Side effects associated with the heart are usually checked during drug tests on laboratory animals, and then on volunteers.
Now, after 10 years of active work, scientists from the UK have presented a simulating beating heart that will allow you to test drugs without using humans and animals.
Dr. Helen Maddock of the Center for Applied Biology of the University of Coventry, an expert in the physiology of the cardiovascular system and pharmacology, believes that the new technology will improve the quality of treatment and save hundreds of lives of people who are at risk during clinical trials.
This technology in vitro (literally - "in vitro") works exclusively in the laboratory, without the participation of a living organism. Roughly said, the doctor connected on a special framework parts of cardiac muscle tissue that contract and relax under the action of electrical impulses from an artificial conductive system. This invention allows imitating biomechanical processes in the heart muscle.
Researchers can apply the study drug to the tissue to see its effect on the contractile function of the myocardial fibers. Previously, for this, it was necessary to introduce a new medicine to animals, which often gave vague results, was a very costly and, to put it mildly, inhuman process.
Since one of the main reasons for the failure of many pharmaceutical innovations are the negative effects from the heart, Dr. Maddock's technology can make a real revolution in the development and testing of new drugs.
The ability to save years in the development of medicines.
Its technology, called the "simulator of the cardiovascular system" - is the most accurate and realistic dynamic model of the heart. It allows at very early stages of development with the help of simple experiments to determine the possible cardiovascular effects of drugs without wasting time and big money for testing animals.
In addition to the saved living creatures, this device is capable for many years to accelerate the development of drugs, immediately screening out those substances that are toxic to the heart.
"I am very glad that our research is at the stage when we can say with certainty: we created the only clinically useful dynamic model of the human heart. It can save years in the development of drugs of a very diverse spectrum of action, "says Dr. Maddock.

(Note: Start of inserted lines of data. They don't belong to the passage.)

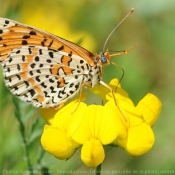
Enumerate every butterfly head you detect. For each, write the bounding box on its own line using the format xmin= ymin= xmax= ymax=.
xmin=99 ymin=50 xmax=110 ymax=65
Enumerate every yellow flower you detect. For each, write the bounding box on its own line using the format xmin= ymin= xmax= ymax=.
xmin=41 ymin=79 xmax=161 ymax=167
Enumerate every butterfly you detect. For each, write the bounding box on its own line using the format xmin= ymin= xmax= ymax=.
xmin=0 ymin=9 xmax=133 ymax=108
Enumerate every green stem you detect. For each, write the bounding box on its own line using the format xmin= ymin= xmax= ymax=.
xmin=19 ymin=122 xmax=33 ymax=175
xmin=13 ymin=98 xmax=33 ymax=175
xmin=96 ymin=164 xmax=101 ymax=175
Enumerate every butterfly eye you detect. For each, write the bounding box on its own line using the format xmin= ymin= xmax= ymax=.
xmin=100 ymin=51 xmax=109 ymax=64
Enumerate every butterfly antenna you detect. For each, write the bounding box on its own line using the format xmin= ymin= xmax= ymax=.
xmin=103 ymin=8 xmax=134 ymax=52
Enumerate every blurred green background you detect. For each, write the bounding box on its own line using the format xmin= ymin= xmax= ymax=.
xmin=0 ymin=0 xmax=175 ymax=175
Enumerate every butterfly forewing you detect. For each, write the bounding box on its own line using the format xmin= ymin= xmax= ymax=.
xmin=0 ymin=18 xmax=95 ymax=66
xmin=0 ymin=18 xmax=100 ymax=107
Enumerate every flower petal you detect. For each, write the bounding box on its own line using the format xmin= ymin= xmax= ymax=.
xmin=117 ymin=123 xmax=155 ymax=156
xmin=39 ymin=108 xmax=57 ymax=124
xmin=41 ymin=125 xmax=79 ymax=159
xmin=137 ymin=93 xmax=162 ymax=126
xmin=72 ymin=103 xmax=126 ymax=145
xmin=81 ymin=138 xmax=105 ymax=167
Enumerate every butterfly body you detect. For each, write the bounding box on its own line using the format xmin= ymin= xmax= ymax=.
xmin=0 ymin=18 xmax=109 ymax=107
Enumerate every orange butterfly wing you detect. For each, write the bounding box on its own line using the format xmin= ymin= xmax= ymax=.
xmin=0 ymin=18 xmax=96 ymax=66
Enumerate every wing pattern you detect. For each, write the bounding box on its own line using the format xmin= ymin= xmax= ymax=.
xmin=0 ymin=18 xmax=100 ymax=107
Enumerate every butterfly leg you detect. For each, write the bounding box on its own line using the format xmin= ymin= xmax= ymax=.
xmin=99 ymin=80 xmax=127 ymax=121
xmin=72 ymin=84 xmax=85 ymax=114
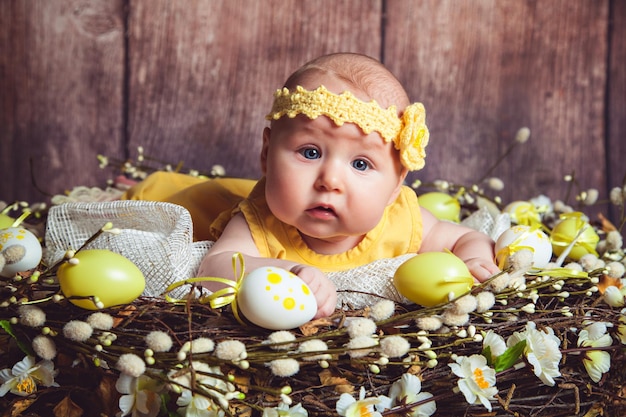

In order to introduce the new technology into the modern pharmaceutical industry, the creator of the device founded the company InoCardia Ltd at the university, which already managed to receive 250,000 pounds (about $ 427,000) from the British Mercia Fund Management.
Dr. Maddock adds: "Both the pharmaceutical industry and regulators understand that the existing methods of assessing heart contractility in drug testing are problematic, so we are very inspired by the opportunity to present them with a new method that does not require the use of animals and humans".
medbe. en.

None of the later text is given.